When art holds more power than you think it should (the baby, revisited) 

Why is the concept of this baby in a painting so disturbing to me? 

I couldn’t stop the panic around this painting of a baby existing. It was as if it was something from a Stephen King novel; that simply by having a painting of a baby, I was putting that baby in danger… 

I asked Dr C if she had a bit of time after group to either destroy or alter the painting. She had a few minutes, and we took the time to make the painting feel a bit safer. I really had just wanted to destroy it, but she suggested altering it first in case that helped. We added some elements and removed a few others. She then gave me a few options where to store it till our next session. I had her leave again it where she had originally put it (it was a high-up, safe place with other client art so it wasn’t all alone) … 

As I was leaving her office, I realized I really wanted to be at the beach… I needed both to not be home alone, and to be somewhere that felt healing & safe.  I weighed my options, and figured the beach would do me good.

I took the 50 minute drive there, and wandered around for a bit. I sat by the water. I let the waves wash over my legs and get my pants wet. I didn’t care that they would be damp for the rest of the day. I collected rocks and shells and feathers and bones. It helped distract me…

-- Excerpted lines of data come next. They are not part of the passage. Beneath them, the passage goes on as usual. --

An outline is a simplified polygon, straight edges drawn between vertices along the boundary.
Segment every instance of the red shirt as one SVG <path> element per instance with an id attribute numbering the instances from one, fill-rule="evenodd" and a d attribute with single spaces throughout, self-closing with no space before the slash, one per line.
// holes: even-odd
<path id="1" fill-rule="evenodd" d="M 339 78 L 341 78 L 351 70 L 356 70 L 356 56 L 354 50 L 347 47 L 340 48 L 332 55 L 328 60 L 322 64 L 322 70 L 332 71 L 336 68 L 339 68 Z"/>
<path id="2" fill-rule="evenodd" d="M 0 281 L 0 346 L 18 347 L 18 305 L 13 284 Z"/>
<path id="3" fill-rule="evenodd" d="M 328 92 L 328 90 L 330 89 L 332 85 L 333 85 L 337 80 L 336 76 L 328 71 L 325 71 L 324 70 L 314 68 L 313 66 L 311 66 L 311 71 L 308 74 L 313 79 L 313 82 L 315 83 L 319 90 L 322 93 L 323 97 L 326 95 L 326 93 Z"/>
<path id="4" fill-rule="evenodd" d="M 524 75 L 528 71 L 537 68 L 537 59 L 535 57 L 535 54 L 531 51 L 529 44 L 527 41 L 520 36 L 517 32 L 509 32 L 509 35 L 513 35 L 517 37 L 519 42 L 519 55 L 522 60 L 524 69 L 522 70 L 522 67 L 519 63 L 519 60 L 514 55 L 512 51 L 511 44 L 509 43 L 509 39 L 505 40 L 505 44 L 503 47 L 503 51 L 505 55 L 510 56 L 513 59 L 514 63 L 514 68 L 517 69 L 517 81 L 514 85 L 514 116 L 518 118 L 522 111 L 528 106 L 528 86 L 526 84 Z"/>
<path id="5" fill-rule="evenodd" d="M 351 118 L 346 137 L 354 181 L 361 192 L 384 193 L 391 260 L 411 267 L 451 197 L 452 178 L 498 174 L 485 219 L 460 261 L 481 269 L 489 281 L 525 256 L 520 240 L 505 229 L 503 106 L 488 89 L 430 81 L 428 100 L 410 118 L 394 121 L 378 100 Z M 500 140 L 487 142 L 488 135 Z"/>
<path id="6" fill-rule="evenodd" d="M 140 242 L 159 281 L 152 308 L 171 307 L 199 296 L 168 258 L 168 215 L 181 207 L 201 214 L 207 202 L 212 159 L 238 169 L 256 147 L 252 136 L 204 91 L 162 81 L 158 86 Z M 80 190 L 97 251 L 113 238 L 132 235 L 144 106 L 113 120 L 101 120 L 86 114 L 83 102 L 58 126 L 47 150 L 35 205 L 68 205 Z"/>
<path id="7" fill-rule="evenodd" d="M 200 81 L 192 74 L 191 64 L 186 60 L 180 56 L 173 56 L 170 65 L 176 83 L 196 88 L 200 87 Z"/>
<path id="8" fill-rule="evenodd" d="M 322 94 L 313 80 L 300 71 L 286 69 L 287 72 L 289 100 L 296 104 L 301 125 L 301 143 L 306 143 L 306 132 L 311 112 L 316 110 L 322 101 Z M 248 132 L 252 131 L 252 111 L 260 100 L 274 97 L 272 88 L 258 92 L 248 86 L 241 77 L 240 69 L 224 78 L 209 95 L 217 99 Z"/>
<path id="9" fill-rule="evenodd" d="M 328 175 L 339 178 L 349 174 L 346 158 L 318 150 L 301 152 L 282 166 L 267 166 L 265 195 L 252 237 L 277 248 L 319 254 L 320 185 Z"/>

Since leaving Dr C’s office, I’ve had a mantra running through my head, trying to convince myself that the baby in the painting is safe in Dr C’s care. I’m really not sure why it means so much to me. It’s just paint on paper, and it’s not even spouses to be me as a baby. It’s a little boy with no face. I’m not totally site why it feels so in-danger.

Hopefully it will feel safe for the remainder of the weekend.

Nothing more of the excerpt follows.